About BevCanna Enterprises Inc.

BevCanna Enterprises Inc. (CSE:BEV, OTC:BVNNF, FSE:7BC) is a diversified lifestyle and wellness consumer packaged goods company. BevCanna develops and manufactures a range of alkaline, mineralized, and cannabinoid beverages and supplements for both in-house brands and white-label clients.

Based in British Columbia, Canada, BevCanna owns a pristine alkaline spring water aquifer and a high capacity 40,000-square-foot, Health Canada and HACCP certified flexible manufacturing facility in Osoyoos, British Columbia. The Company's extensive distribution network includes traditional and regulated retail distribution, and online through its market-leading brands.

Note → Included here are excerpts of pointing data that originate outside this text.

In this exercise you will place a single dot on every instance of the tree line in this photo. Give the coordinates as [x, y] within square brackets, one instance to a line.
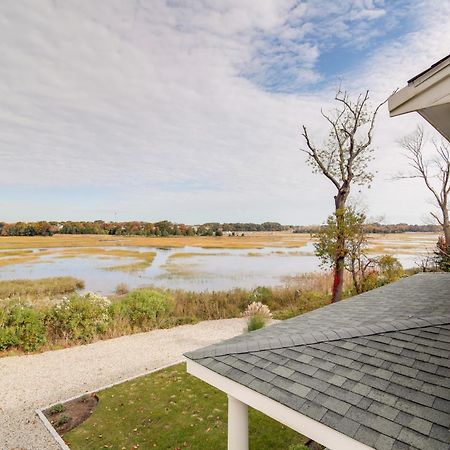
[167, 228]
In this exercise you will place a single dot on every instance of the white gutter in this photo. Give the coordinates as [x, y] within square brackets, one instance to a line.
[302, 424]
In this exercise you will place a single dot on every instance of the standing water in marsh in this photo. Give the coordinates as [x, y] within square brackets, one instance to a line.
[187, 268]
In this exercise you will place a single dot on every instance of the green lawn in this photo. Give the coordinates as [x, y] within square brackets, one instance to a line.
[171, 409]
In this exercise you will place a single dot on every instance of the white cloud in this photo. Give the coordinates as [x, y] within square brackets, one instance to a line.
[146, 100]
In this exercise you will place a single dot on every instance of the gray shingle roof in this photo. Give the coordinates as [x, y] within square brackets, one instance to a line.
[375, 367]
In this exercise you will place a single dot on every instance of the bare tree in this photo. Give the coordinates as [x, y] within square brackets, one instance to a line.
[344, 159]
[435, 173]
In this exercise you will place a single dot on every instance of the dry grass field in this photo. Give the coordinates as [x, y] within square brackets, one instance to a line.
[17, 249]
[250, 240]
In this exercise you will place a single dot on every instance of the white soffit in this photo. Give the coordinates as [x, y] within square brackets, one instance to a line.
[302, 424]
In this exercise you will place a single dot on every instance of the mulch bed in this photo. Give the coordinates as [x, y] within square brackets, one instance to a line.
[66, 416]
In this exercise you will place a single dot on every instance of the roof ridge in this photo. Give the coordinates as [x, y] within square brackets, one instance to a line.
[296, 339]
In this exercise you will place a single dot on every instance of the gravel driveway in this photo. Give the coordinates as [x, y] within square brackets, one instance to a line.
[34, 381]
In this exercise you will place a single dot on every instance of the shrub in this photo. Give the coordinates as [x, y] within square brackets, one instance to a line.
[62, 420]
[21, 326]
[55, 409]
[256, 322]
[257, 309]
[262, 294]
[390, 269]
[122, 289]
[79, 317]
[144, 308]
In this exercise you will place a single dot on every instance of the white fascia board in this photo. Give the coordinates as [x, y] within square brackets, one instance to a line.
[433, 91]
[302, 424]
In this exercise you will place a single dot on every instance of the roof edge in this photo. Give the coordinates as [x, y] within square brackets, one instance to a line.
[297, 340]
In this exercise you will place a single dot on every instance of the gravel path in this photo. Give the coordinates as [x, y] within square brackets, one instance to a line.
[34, 381]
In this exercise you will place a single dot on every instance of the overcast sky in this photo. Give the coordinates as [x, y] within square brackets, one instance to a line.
[191, 110]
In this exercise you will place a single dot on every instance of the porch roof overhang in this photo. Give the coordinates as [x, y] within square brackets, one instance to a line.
[314, 430]
[428, 94]
[367, 372]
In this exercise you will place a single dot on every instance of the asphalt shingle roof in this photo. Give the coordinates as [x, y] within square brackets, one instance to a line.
[375, 367]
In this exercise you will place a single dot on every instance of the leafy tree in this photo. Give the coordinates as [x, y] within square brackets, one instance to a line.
[344, 159]
[349, 223]
[435, 173]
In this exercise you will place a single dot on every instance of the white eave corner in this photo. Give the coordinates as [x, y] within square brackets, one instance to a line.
[427, 89]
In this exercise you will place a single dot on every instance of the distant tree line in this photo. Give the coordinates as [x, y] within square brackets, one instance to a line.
[378, 228]
[167, 228]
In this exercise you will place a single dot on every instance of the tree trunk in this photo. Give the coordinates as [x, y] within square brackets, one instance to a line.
[338, 282]
[446, 227]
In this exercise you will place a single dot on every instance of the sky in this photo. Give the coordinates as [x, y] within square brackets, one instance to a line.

On behalf of the Board of Directors:

John Campbell, Chief Financial Officer and Chief Strategy Officer

Director, BevCanna Enterprises Inc.

Disclaimer for Forward-Looking Information

This news release includes certain "forward-looking statements" under applicable Canadian securities legislation. Forward-looking statements consist of statements that are not purely historical, including any statements regarding beliefs, plans, expectations or intentions regarding the future. Forward-looking statements in this news release include: statements with respect to the expected effective date and record date of the Consolidation; the issuance of a CSE bulletin in advance of the Consolidation; the perceived benefits of the Consolidation; and the anticipated number of Common Shares issued and outstanding on the effective date of the Consolidation. Forward-looking statements are subject to various known and unknown risks and uncertainties that may cause actual results, performance or developments to differ materially from those contained in the statements, including risks related to factors beyond the control of the Company, including, but not limited to: changes in general economic conditions or conditions in the financial and capital markets; uncertainties related to the availability and costs of financing needed in the future; the supply and demand for labour and other project inputs; that shareholders may lose their entire investment; our Company will be able to continue as a going concern; changes in interest and currency exchange rates; risks related to product liability; regulatory risks; risks related to changes in laws, regulations or government guidelines; risks relating the Company's target market; risks related to potential restrictions on sales activities in the cannabis industry; risks relating to prior and potential future acquisitions; risks relating to the Company's industry and competitive conditions; risks relating to consumer perception of the cannabis industry; risks relating to the potential of recalls of the Company's products; risks relating to the protection of intellectual property; and other such risks that are customary for businesses in the Company's industry. There can be no assurance that such statements will prove to be accurate, as actual results and future events could differ materially from those anticipated in such statements. Accordingly, readers should not place undue reliance on forward-looking statements. The Company disclaims any intention or obligation to update or revise any forward-looking statements, whether as a result of new information, future events or otherwise, except as required by law.

The CSE has not in any way passed upon the merits of the listing of the common shares of the Company and has neither approved nor disapproved the contents of this news release. Listing of the common shares of the Company is subject to satisfaction of the listing requirements of the CSE, including customary deliverables in satisfaction of the conditional approval.